In what is one of the more ironic twists of fate in the short but fast life of the Internet, the most popular Web sites have nothing to do with entertainment, education or shopping, but with finding information. These sites, with names like Alta Vista, Excite, Infoseek, Lycos and Yahoo, have become so popular that the companies running them are the darlings of Wall Street, with stock valuations in the billions of dollars.
But for anyone who has used these search sites, the results can be frustrating. While simple to use, the search engines cough up a laundry list of sites and documents, many of which have little to do with the actual subject matter.
"The search engines on the Web, such as Yahoo and Excite, are lightweight, meant for recreational use only," explained Ron Weissman, vice president of strategies and corporate marketing for Verity Corp., a search engine software firm. "They only search HTML (Hy-perText Markup Language) tags and text."
The poor accuracy of Internet search engines may lead some organizations to wonder about the practicality of search and retrieval systems if workers have a difficult time finding what they want. But Weissman says not to worry. Highly sophisticated search engines are available that understand business rules, recognize word patterns and search for thematic concepts in the hunt for the right information.
These quasi-intelligent tools can be used to search everything from intranets, document management systems and word processing files, to newsfeeds, e-mail and even graphical images and video.
How the engines search varies from product to product, although most rely on at least several recognized query techniques. Verity's core product, Verity Information Server, indexes, searches and retrieves information on Web and file servers stored in a variety of formats. Information Server uses a combination of query operations including Boolean, proximity, frequency, concept, weighted and fuzzy word searching. It also provides a selection of query formats, such as commas that string together keywords, to help workers find the needle in the haystack.

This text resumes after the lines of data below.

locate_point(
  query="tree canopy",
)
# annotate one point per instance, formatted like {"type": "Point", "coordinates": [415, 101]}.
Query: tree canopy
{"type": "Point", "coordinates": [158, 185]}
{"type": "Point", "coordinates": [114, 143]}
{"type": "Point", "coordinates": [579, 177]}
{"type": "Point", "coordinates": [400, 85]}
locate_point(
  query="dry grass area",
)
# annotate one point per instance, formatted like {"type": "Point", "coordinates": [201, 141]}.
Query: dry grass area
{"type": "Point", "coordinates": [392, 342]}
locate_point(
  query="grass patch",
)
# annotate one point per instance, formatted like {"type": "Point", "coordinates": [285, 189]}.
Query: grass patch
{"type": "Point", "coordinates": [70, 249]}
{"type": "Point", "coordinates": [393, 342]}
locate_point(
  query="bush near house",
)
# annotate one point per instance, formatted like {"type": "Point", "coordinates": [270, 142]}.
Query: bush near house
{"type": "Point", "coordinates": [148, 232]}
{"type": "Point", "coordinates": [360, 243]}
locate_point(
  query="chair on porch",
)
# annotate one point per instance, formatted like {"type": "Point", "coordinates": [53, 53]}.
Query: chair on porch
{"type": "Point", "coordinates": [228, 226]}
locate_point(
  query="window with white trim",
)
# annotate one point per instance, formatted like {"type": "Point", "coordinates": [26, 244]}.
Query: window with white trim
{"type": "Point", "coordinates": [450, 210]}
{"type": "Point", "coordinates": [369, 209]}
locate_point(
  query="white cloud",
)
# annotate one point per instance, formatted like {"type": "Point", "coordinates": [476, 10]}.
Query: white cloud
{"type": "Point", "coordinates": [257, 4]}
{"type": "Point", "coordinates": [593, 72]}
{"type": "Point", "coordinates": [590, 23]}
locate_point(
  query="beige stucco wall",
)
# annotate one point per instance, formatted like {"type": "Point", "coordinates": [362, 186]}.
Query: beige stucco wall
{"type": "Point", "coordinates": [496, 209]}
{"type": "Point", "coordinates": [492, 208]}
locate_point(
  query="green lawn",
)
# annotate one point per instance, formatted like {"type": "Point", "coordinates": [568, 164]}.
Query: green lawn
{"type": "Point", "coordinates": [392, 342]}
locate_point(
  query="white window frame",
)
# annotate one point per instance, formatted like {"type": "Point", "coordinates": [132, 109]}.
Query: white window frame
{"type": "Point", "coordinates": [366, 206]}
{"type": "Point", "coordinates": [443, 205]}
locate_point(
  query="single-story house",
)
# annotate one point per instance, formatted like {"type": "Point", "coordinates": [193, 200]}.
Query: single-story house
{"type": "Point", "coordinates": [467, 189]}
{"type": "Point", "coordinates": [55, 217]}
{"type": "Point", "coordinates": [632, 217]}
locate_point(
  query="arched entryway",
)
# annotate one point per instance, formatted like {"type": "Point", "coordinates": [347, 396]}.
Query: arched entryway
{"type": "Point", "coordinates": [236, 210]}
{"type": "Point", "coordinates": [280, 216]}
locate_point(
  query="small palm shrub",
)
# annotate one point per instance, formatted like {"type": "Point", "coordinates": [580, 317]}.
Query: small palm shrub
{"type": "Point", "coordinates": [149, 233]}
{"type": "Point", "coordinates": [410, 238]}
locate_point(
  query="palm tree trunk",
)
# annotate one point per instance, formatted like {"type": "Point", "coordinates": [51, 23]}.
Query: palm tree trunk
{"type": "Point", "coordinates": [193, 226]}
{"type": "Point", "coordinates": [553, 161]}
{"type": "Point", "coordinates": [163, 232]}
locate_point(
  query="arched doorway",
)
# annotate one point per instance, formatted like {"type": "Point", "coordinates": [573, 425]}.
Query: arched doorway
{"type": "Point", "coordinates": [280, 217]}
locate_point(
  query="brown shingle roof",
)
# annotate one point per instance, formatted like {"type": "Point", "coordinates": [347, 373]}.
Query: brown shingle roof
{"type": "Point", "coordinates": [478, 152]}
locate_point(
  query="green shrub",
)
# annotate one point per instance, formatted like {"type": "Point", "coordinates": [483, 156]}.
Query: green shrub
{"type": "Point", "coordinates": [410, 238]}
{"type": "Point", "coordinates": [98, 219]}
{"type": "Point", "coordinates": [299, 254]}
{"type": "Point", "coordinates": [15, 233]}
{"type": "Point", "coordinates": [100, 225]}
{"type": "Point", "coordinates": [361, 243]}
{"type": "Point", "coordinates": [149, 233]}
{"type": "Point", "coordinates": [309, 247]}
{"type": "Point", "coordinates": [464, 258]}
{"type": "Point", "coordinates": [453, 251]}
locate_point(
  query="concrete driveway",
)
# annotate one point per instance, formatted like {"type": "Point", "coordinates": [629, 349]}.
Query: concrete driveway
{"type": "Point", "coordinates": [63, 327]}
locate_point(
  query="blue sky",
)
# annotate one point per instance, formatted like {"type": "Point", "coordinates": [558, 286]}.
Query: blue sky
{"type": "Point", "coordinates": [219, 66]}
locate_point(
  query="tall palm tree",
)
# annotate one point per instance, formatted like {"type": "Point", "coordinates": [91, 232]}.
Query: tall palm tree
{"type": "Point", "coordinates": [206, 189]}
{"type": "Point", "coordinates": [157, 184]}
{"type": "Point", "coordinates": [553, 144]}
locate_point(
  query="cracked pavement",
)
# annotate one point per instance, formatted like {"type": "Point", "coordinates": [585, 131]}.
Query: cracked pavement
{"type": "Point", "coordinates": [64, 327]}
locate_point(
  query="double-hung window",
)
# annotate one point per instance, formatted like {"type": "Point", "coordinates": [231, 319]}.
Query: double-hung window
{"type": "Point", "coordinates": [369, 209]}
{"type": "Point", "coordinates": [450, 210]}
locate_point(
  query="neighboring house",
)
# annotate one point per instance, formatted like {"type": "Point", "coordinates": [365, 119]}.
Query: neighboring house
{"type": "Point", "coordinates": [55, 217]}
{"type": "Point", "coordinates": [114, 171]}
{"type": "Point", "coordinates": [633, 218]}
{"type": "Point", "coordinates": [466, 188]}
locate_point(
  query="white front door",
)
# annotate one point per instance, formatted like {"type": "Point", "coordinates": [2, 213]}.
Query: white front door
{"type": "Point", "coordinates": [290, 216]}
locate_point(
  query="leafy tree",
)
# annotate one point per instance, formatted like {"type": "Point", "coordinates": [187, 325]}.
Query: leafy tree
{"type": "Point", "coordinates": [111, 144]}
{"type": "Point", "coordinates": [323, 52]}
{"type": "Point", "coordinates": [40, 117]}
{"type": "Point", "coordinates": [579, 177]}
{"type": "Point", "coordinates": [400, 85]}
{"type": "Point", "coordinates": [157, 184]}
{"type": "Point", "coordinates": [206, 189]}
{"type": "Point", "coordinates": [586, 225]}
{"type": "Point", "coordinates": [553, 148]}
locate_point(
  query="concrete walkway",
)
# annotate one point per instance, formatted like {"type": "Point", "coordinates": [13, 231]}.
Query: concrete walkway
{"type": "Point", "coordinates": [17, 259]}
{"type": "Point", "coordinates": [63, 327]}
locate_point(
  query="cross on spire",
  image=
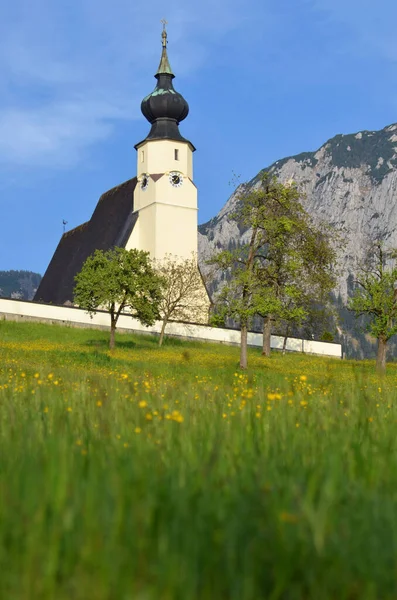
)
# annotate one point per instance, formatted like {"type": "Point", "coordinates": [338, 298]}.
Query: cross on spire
{"type": "Point", "coordinates": [164, 34]}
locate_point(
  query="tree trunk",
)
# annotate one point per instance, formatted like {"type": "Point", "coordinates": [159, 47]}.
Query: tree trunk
{"type": "Point", "coordinates": [381, 356]}
{"type": "Point", "coordinates": [243, 347]}
{"type": "Point", "coordinates": [163, 326]}
{"type": "Point", "coordinates": [267, 332]}
{"type": "Point", "coordinates": [285, 340]}
{"type": "Point", "coordinates": [112, 333]}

Fuzzy searching involves pattern matching so that a search for "legislature" will also recognize misspelled versions of the same word, such as "ligislature" or "legisleture." Misspellings often crop up in documents scanned into computers using optical character-recognition software.
Proximity searches look for two or more words in the same sentence or paragraph or for one word that's within two or three words of another. Concept searching looks at the words in a document to infer what the document is about. This technique avoids the problem with keyword searches, which can't tell the difference between a Macintosh apple and the Macintosh computer. To aid those navigating through a search, Information Server will rank hits by relevancy, highlight keyword terms, and cluster and summarize search results.
Add-on tools, such as Verity's Intranet Spider, which indexes Web sites and file servers at a rapid clip, and the Agent Server, which monitors the Internet and intranet sites and automatically retrieves information based on preset profiles, give an organization an arsenal of tools for finding just the right piece of information without wasting too much time.
Other search engine leaders, such as Excalibur and PC Docs/Fulcrum offer similar features, but have carved out different niches. Excalibur's RetrievalWare search software has built up a following for its image and video search capability. SearchServer, from PC Docs/Fulcrum, is considered highly scalable, capable of conducting searches across many millions of documents.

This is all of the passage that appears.